You can define $T(h,b)$ as the number of trees of height $h$ with $b$ leaves at the bottom. Your $N(h)$ is then the sum over $b$ of $T(h,b)$ To get a tree of height $h+1$ and $b$ leaves on the bottom, you pick a tree of height $h$ and at least $b/2$ leaves on the bottom, then pick $b/2$ leaves to hang new leaves from. This gives a recurrence $$T(h+1,b)=\sum_{k=b/2}^{2^h}T(h,k){k \choose b/2}$$ We have $T(3,2)=8, T(3,4)=8, T(3,6)=4, T(3,8)=1$, giving the total of $21$ cited by TravisJ. Then $T(4,2)=8 \cdot 2 + 8 \cdot 4 + 4 \cdot 6 + 1 \cdot 8=80, T(4,4)=8\cdot 1+8\cdot 6 + 4 \cdot 15+1\cdot 28=144, T(4,6)=8\cdot 4+4 \cdot 20+1\cdot 56=168,T(4,8)=8\cdot 1+4\cdot 15+1\cdot 70=138,T(4,10)=4\cdot 6+1\cdot 56=80,T(4,12)=4\cdot 1+1\cdot 28=32,T(4,14)=8,T(4,16)=1$ for a total of $N(4)=651$ The sequence is given in OEIS A001699 where it is said to approach $1.5028368...^{(2^n)}$ and some references are given.

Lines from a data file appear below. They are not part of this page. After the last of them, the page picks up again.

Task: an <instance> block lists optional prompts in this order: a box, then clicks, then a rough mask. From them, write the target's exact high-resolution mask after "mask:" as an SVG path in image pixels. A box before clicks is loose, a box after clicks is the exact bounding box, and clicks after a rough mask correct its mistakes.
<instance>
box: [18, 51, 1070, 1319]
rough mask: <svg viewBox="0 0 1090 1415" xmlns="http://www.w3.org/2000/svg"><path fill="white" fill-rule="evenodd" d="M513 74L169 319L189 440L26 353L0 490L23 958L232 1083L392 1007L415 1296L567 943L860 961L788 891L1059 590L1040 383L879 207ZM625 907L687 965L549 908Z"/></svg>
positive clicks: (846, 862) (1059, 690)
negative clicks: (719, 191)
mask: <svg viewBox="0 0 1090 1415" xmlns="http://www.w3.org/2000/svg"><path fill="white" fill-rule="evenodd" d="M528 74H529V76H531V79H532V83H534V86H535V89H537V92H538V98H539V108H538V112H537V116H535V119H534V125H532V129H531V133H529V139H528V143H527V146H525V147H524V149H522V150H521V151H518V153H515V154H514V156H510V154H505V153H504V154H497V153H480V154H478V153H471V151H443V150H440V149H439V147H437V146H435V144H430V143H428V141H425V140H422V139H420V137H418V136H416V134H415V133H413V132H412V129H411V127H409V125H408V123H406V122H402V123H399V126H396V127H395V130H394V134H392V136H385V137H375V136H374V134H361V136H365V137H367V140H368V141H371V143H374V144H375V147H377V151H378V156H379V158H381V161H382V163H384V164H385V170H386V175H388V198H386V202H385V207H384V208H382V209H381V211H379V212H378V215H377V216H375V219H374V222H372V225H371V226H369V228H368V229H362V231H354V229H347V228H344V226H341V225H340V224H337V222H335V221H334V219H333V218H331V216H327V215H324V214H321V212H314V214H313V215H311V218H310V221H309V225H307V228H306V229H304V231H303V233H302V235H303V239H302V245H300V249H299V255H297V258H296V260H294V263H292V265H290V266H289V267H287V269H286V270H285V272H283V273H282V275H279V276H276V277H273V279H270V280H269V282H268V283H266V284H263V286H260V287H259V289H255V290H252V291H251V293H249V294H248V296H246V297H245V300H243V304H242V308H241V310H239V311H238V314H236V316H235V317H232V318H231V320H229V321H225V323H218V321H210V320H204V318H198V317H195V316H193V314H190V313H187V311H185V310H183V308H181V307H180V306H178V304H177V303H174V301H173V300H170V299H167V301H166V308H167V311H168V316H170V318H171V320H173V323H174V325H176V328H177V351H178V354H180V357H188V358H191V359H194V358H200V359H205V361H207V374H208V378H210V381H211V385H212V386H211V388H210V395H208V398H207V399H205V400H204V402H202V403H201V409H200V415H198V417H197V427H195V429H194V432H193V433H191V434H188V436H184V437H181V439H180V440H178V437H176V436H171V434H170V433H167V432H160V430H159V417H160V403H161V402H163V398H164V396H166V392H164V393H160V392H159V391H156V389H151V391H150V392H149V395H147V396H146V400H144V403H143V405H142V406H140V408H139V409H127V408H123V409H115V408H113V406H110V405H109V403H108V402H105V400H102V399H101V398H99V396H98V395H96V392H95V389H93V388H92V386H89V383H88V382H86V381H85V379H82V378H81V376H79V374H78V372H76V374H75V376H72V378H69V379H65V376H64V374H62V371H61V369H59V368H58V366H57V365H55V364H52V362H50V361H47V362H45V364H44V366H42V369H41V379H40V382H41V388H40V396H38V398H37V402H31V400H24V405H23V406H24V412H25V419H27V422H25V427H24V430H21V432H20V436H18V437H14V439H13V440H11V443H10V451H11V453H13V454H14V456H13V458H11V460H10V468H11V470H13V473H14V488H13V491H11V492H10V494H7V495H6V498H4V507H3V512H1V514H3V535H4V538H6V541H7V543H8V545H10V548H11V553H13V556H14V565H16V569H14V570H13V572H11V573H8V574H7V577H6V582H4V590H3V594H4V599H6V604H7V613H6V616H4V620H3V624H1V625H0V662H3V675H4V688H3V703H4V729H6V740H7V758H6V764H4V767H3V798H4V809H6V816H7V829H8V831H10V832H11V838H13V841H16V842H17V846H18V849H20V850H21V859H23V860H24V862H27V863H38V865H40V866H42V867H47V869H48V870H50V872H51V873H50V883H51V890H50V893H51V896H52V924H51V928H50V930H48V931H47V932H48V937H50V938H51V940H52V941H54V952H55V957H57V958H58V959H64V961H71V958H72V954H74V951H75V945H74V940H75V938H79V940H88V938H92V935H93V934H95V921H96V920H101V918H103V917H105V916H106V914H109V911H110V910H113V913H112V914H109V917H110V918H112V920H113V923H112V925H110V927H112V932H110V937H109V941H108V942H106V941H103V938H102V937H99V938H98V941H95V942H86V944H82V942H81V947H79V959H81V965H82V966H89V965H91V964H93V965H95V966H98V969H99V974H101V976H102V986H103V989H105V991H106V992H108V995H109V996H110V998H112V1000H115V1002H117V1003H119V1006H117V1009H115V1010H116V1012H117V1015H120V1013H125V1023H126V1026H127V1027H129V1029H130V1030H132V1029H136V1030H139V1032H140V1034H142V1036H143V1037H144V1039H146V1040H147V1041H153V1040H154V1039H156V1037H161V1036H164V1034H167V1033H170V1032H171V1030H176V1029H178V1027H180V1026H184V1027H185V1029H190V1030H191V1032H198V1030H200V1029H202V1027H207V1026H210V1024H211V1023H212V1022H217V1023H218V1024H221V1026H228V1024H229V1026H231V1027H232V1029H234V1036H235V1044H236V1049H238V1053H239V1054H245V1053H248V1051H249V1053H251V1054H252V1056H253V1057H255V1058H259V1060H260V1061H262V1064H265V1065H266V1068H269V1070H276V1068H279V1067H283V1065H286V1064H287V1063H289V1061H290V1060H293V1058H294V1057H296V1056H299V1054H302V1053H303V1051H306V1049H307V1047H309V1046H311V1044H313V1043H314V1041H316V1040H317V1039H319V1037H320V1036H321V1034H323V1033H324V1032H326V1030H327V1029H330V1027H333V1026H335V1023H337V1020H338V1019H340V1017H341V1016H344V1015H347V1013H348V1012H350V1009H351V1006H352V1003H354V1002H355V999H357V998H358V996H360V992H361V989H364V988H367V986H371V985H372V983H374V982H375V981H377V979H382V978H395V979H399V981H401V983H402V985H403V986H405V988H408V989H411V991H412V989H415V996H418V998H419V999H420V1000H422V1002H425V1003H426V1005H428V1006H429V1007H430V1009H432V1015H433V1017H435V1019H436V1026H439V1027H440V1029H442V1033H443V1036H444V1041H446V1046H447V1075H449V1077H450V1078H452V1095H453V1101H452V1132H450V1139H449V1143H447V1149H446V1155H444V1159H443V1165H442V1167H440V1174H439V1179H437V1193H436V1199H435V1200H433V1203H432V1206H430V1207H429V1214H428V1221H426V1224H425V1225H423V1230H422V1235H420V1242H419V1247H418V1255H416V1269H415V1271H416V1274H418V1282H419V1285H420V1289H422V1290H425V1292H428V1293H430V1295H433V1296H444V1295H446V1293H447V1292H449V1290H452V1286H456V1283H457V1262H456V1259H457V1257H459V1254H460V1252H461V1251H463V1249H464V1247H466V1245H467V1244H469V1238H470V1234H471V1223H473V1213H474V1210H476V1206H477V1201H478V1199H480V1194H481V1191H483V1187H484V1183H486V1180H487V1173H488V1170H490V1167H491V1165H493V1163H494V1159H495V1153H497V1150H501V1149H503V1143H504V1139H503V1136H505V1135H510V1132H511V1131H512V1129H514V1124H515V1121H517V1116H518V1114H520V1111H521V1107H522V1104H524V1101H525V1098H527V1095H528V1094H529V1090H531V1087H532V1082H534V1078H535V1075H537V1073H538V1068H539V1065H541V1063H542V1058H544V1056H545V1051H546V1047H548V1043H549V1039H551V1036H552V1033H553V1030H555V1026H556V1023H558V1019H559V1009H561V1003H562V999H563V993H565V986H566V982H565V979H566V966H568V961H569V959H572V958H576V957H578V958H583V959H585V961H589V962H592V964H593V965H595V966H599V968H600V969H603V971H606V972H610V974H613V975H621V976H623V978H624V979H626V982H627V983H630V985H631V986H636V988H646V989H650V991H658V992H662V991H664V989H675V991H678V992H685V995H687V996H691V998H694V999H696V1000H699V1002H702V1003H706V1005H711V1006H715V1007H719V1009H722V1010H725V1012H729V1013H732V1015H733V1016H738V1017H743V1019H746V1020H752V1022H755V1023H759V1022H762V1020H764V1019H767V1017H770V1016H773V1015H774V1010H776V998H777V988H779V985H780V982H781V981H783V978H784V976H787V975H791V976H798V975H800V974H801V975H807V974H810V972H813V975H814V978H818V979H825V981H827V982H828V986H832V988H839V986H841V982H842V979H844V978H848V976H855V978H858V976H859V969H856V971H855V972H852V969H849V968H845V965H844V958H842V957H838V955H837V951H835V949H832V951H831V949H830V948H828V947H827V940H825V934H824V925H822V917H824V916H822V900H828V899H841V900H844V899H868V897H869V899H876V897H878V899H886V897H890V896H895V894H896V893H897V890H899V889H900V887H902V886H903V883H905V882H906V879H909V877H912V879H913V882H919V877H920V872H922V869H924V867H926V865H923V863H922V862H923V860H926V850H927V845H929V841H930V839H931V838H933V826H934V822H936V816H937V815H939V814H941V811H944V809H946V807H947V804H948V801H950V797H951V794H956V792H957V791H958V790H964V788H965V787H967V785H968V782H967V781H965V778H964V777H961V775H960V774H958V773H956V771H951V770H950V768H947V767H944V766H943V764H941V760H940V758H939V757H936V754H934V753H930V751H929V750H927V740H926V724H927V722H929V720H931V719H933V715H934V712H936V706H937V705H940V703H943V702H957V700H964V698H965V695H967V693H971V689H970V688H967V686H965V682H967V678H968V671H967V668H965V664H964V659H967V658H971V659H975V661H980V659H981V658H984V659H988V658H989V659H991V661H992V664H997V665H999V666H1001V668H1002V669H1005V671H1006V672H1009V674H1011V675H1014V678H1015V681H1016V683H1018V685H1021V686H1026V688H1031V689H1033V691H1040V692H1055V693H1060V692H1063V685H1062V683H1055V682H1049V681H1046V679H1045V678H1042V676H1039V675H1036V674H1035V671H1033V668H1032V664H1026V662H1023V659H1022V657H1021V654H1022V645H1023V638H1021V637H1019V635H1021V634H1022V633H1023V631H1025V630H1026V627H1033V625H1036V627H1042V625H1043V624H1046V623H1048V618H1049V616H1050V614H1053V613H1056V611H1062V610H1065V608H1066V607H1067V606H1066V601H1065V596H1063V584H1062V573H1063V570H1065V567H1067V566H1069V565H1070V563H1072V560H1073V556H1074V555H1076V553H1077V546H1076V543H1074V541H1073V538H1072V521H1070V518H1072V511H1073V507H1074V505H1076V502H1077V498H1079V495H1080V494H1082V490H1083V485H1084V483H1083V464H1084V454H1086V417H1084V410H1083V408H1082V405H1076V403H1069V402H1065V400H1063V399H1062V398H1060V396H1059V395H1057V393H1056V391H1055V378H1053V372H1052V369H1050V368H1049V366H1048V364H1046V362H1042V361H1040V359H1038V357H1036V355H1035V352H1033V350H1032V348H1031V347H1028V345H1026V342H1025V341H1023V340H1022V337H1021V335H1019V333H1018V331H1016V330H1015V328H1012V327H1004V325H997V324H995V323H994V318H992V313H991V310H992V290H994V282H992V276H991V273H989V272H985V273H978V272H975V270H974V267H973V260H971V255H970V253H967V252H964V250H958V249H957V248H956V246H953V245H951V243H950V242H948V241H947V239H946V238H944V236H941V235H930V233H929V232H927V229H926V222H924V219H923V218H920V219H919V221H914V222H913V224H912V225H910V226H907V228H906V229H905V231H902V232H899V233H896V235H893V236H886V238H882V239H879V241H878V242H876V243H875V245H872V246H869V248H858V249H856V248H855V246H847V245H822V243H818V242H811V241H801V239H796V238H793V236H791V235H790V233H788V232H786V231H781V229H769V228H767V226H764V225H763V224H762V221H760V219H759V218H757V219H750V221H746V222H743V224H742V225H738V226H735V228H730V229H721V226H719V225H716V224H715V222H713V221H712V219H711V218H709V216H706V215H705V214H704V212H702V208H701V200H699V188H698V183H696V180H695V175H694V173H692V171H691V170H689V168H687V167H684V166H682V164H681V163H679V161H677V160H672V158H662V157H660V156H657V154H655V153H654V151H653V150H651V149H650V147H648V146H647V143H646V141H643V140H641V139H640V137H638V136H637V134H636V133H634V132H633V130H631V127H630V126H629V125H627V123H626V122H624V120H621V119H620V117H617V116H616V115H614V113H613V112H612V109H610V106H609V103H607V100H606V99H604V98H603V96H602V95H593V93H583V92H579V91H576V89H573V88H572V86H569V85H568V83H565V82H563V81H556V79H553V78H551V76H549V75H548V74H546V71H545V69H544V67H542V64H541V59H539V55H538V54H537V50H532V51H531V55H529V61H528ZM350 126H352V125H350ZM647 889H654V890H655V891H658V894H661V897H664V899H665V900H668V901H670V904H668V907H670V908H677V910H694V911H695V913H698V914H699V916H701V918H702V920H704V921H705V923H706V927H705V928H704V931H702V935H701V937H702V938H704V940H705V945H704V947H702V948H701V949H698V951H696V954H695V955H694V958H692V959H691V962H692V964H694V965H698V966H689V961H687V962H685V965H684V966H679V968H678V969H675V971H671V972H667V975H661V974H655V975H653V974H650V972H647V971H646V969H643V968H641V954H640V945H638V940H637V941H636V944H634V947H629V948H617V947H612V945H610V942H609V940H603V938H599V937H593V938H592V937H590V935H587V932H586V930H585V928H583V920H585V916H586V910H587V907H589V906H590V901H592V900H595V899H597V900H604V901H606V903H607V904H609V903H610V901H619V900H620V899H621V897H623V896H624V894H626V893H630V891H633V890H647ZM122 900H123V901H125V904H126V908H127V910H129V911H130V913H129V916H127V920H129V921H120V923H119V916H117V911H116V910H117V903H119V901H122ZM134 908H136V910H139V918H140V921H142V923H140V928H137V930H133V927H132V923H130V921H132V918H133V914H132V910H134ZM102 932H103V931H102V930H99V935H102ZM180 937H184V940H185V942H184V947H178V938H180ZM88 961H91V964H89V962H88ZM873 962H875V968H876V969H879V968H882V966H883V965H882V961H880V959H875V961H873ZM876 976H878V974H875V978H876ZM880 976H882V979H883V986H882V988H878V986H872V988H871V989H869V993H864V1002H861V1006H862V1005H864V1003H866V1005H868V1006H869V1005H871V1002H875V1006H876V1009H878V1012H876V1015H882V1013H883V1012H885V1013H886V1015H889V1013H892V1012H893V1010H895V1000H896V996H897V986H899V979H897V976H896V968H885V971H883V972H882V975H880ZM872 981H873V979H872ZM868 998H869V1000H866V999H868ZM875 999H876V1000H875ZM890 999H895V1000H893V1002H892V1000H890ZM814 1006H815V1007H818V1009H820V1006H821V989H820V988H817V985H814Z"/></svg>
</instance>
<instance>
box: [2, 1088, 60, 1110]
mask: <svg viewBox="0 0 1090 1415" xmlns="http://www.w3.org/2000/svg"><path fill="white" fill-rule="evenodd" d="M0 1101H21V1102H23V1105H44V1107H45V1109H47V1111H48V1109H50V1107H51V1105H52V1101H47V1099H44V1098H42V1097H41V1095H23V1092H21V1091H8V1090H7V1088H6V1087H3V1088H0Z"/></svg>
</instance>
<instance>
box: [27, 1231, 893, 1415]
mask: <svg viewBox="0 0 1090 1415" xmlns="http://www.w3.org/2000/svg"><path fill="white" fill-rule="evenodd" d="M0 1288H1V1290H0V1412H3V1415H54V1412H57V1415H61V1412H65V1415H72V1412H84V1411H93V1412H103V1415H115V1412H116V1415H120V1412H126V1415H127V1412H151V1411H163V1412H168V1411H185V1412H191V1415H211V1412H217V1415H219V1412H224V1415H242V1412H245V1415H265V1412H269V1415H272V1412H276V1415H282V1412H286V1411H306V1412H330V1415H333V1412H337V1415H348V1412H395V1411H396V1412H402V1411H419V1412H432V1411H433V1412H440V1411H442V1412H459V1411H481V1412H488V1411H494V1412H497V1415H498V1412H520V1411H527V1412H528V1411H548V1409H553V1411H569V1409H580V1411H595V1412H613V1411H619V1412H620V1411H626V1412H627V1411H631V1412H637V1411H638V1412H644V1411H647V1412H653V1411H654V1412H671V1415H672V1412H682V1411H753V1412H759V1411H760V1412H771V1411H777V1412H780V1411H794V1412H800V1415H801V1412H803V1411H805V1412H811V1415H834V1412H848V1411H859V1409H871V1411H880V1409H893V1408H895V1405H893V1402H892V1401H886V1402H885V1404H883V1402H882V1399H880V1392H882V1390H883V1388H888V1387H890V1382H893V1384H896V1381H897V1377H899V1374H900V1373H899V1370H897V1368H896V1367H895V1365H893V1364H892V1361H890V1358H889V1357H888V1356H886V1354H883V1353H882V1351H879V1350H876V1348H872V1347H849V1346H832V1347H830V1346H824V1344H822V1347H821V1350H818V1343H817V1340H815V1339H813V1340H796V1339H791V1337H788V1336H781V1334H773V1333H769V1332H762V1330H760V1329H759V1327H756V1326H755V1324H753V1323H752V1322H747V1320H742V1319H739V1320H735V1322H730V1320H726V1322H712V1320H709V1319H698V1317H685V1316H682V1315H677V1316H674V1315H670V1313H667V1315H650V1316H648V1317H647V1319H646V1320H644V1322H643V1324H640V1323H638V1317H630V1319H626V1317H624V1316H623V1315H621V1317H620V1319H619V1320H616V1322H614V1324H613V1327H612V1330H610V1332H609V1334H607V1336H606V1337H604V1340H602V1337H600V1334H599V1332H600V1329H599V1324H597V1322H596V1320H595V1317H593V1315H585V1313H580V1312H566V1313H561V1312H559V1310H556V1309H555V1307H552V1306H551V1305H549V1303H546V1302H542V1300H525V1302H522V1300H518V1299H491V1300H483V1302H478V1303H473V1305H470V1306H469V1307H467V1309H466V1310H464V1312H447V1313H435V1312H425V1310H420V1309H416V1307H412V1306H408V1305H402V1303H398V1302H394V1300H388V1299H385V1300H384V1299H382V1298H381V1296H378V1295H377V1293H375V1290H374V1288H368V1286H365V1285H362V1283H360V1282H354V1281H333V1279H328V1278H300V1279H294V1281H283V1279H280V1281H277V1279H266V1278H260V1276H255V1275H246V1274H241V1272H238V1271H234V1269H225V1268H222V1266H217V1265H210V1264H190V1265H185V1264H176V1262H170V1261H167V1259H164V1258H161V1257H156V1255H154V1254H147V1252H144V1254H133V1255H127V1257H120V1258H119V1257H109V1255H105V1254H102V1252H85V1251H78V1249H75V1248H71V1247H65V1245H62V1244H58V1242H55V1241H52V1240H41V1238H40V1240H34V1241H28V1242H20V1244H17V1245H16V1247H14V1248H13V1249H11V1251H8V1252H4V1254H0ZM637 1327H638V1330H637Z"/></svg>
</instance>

Let's consider all possible ways of constructing a full binary tree of height at most $h \geq 1$. The root has either $0$ or $2$ children, so one possibility is that the tree is just a single node. On the other hand, the number of full binary trees such that the root has two children, is equal to the square of the number of full binary trees of height at most $h - 1$. Therefore, we obtain the recurrence
\begin{align} N(0) & = 1 \\ N(h) & = N(h - 1)^2 + 1 \text{ if } h \geq 1 \end{align}
It follows that $2^{2^{h-1}}$ is a lower bound. On the other hand, $2^{2^{2 h}}$ is an upper bound so the complexity is doubly exponential. I suspect there is a closed form as well.
Note that $N(3) = 26$ here does not disagree with the other answers since they consider trees of height exactly $h$.